If you’ve confirmed you meet these eligibility requirements, the next steps are assembling your application and understanding what the loan will cost.


Sources: SBA SOP 50 10 8 (Lender and Development Company Loan Programs); SBA Procedural Notice 5000-875701 (Sunset of SBSS Score for 7(a) Small Loans); SBA Procedural Notice 5000-876626 (Revised Applicant Ownership, Citizenship, and Residency Requirements); SBA announcement, “SBA Doubles Cumulative 7(a) and 504 Loan Limit to $10 Million” (May 18, 2026); 13 CFR § 121.301 (alternative size standard). Last reviewed June 2026. This is general information, not lending or legal advice — confirm current terms with an SBA-approved lender.

Frequently Asked Questions

What credit score do I need for an SBA loan?
Most SBA 7(a) lenders require a personal FICO of 650 or higher, with preferred lenders typically wanting 680+. The SBA itself no longer mandates a specific SBSS small-business score for loans of $350,000 or less as of March 1, 2026. SBA microloans have no published minimum — each intermediary sets its own threshold, and some approve borrowers with thin credit histories.
How long does a business need to be open to get an SBA loan?
There is no hard minimum for most SBA programs, but in practice nearly all banks want at least 2 years of operating history and tax returns. SBA 504 loans for new businesses (under 2 years) are permitted but require a higher equity injection (15–20% vs. 10%). Microloans are the most startup-friendly — intermediary lenders often work with businesses under a year old.

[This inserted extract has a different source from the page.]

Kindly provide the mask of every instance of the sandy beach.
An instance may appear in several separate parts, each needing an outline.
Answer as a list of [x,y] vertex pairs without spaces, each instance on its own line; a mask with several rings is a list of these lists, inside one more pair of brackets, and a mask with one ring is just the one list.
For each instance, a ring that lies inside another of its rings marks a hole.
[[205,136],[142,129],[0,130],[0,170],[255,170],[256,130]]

What is the DSCR requirement for an SBA loan?
Under SOP 50 10 8, a 7(a) Small Loan of $350,000 or less must show a debt service coverage ratio of at least 1.10x, measured on a historical and/or projected cash-flow basis. For standard 7(a) loans above $350,000 the SBA sets no single DSCR floor — the lender underwrites it, and most want 1.15x to 1.25x or higher. DSCR is net operating income divided by total annual debt service on all existing and proposed debt.
Do SBA loans require collateral?
Under SOP 50 10 8 (effective June 2025), loans of $50,000 or less require no collateral. For loans over $50,000, the lender must take a first lien on the assets being financed and on other available business assets; if the loan is not fully secured — common when most proceeds go to working capital — the lender must also lien available equity in the personal real estate of any owner holding 20% or more, until the loan is secured. The SBA still directs that a loan should not be declined solely because collateral is insufficient if it is otherwise creditworthy.

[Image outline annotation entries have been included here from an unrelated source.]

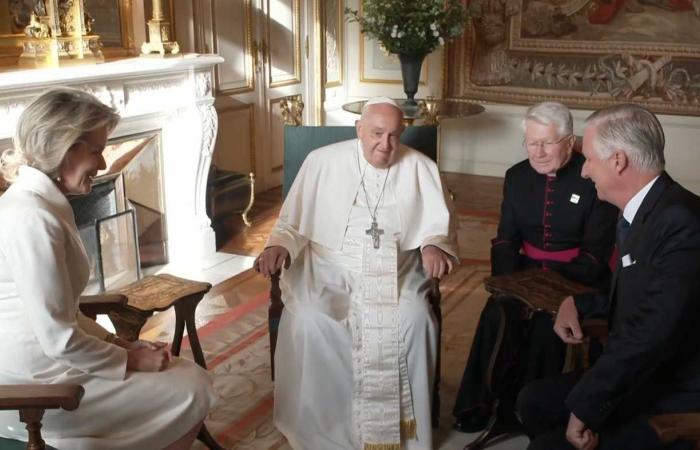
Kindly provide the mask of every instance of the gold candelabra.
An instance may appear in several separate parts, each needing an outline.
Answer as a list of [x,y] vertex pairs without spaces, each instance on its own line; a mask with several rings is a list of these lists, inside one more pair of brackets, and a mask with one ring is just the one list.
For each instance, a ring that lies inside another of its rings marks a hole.
[[82,0],[37,0],[24,27],[20,67],[103,61],[100,37],[91,28]]
[[148,21],[148,42],[141,45],[142,55],[172,56],[180,53],[180,46],[170,40],[170,22],[165,20],[161,0],[152,0],[153,17]]

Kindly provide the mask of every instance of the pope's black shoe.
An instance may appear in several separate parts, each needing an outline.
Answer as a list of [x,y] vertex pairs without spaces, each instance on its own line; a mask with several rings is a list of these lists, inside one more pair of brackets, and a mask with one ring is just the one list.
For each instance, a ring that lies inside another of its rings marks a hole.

What changed in SBA loan rules in 2026?
Three changes hit SBA lending in 2026: (1) On March 1, 2026, the mandatory SBSS credit-score screen was eliminated for 7(a) loans of $350,000 or less. (2) On March 1, 2026, citizenship rules tightened — every direct and indirect owner of a 7(a) or 504 applicant must now be a U.S. citizen or U.S. national residing in the United States, which excludes foreign nationals and even lawful permanent residents (green-card holders). (3) The cumulative 7(a) + 504 borrowing limit is rising from $5 million to $10 million — announced May 18, 2026 and effective July 4, 2026 (not yet in effect as of June 2026).